Le Petit nous y invite à le suivre dans une ballade dans Paris, inattendue; dès les premiers vers, le poète annonce la couleur: il congédie sa Muse-celle qui inspire le grand Art des poètes- et avoue qu’il entend se divertir “et par une bonne satyre estriller Paris à plaisir”. Loin de lui les éloges hypocrites qui se disputent les louanges des Salons, il entend traîner son sujet dans les latrines du bien dire, force des exemples qui bientôt se présentent à ses yeux : monuments, églises, palais, bourgeois, corporations, vie quotidienne et mœurs se suffisent à eux-mêmes, nul besoin de forcer le trait. Paris est une ville “puante” dont les symboles cryptent le faux-semblant. Si de cet escamotage consenti où les puissants capitalisent leur empire dans l’impunité que leur accorde l’illusion, le poète entend détourner le champ de forces, c’est que Le Petit est un mage populaire qui s’amuse  à l’ombre des cabinets bistrés des doctes philosophes que la Cour se prostitue, à retrouver le Feu secret que les alchimistes savent s’allumer dans les marges les plus sourdes, aux endroits les plus sales, extra-muros de la pensée toute faite et de la ville orthonormée: là où personne ne se risque à regarder.
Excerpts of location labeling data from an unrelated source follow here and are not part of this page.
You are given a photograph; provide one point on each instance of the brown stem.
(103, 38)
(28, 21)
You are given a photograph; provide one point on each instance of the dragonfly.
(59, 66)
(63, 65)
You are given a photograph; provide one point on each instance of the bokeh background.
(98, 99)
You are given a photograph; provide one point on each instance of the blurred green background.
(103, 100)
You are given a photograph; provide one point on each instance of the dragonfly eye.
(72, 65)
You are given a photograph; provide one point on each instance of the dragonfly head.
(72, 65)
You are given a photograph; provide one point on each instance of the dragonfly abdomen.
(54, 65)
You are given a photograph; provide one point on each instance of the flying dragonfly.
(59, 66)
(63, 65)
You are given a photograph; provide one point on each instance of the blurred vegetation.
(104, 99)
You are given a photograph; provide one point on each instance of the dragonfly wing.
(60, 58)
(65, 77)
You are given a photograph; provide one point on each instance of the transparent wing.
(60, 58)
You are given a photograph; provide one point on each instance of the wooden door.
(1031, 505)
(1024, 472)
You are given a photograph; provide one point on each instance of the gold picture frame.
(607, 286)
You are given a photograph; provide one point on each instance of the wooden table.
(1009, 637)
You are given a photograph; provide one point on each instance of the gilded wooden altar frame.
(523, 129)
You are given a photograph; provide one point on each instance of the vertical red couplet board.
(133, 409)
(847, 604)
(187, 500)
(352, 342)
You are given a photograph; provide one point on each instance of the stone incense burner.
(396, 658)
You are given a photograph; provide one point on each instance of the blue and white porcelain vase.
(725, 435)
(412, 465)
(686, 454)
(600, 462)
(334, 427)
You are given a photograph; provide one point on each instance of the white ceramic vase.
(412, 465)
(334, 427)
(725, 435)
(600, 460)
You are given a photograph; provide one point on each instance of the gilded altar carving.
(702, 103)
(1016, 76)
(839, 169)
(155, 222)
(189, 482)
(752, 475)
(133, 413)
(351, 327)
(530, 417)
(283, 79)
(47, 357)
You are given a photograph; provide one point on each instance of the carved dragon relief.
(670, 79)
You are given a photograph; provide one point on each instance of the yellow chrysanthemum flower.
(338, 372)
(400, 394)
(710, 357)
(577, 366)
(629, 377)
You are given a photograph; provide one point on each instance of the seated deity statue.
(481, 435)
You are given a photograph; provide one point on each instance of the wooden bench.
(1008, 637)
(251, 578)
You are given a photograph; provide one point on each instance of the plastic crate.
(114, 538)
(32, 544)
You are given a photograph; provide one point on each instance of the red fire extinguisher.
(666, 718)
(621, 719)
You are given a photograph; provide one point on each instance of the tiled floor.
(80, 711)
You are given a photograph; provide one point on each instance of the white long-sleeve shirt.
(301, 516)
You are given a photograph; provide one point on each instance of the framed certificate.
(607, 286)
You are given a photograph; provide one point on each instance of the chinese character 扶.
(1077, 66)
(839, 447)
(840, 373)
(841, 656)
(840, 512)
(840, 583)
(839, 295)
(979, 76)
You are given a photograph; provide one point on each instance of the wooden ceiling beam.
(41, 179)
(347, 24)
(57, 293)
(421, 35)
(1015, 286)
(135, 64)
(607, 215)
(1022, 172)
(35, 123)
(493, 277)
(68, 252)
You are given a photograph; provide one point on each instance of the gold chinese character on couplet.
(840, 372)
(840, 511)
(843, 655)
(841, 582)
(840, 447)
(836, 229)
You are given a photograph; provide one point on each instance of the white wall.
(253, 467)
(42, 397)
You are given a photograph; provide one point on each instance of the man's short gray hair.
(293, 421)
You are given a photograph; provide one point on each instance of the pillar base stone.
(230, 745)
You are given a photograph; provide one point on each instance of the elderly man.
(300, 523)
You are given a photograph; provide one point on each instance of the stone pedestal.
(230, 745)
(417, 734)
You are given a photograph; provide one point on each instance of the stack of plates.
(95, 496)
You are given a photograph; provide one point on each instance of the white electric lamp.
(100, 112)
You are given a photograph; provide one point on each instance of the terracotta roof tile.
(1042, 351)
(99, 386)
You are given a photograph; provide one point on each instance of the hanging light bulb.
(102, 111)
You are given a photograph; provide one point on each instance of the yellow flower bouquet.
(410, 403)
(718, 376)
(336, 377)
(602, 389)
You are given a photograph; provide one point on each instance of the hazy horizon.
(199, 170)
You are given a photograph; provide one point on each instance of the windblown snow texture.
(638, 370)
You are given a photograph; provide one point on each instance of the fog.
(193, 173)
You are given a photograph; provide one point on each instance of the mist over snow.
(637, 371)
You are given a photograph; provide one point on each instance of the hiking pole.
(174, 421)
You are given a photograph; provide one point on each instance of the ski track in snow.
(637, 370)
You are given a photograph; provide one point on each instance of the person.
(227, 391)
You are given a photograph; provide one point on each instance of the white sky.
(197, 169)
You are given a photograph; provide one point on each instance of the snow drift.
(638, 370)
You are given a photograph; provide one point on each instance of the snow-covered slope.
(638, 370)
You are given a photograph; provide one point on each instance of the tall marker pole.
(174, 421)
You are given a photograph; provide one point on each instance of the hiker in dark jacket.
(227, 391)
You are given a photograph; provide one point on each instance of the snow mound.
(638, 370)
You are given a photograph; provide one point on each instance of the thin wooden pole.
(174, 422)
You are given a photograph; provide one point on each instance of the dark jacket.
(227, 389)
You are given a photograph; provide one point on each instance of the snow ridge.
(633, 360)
Vue d’optique du Pont Neuf, un ancêtre de la carte postale à la fin du XVIIIème s.

Dès le départ, l’inversion est de mise: c’est une Œuvre au noir. Cette belle ville de Paris dont déjà quelques chroniqueurs et voyageurs avaient vanté l’empire et le prestige devient la matière philosophique dont le creuset du poète révèle le cadavre:

On ne verra point sous les cieux
Aucun de tous les plus beaux lieux,
Que nous ne rendions ridicule

Le palais du Louvre ouvre la ballade. Ses murs “mal rangés” et sa vétusté lui confèrent l’air d’une auberge atteinte par l’hiver. Bientôt arrivent les courtisans, ces “attrapeurs de pensions” à la traîne du Roi de France qui fait fuir le poète. Le voilà catapulté aux Tuileries où “tous les chieurs (ne sont pas encore) rangés comme une haie d’ifs tel qu’en sera incommodé au siècle suivant Louis-Sébastien Mercier(voir à ce sujet le chapitre “latrines publiques” de son Tableau de Paris), puis place de Carrousel qu’il fait rimer avec “manège de Pantagruel“.

Défilent ensuite les palais (palais de Mazarin, palais Cardinal, etc.), le théâtre officiel (l’ancien hôtel de Bourgogne): “ce bordel public royalisé où dix garces d’intrigue avec dix cocus donnent autant de coups de cus qu’elles représentent de farces”. Vient le marché des Halles “cette foire immondechacun se mêle et se confondcomme dans le charnier mitoyen des Innocents où Le Petit, sans doute spectateur de la grande fresque de la Danse Macabre qui y était alors peinte, avoue: “Icy chacun a son image.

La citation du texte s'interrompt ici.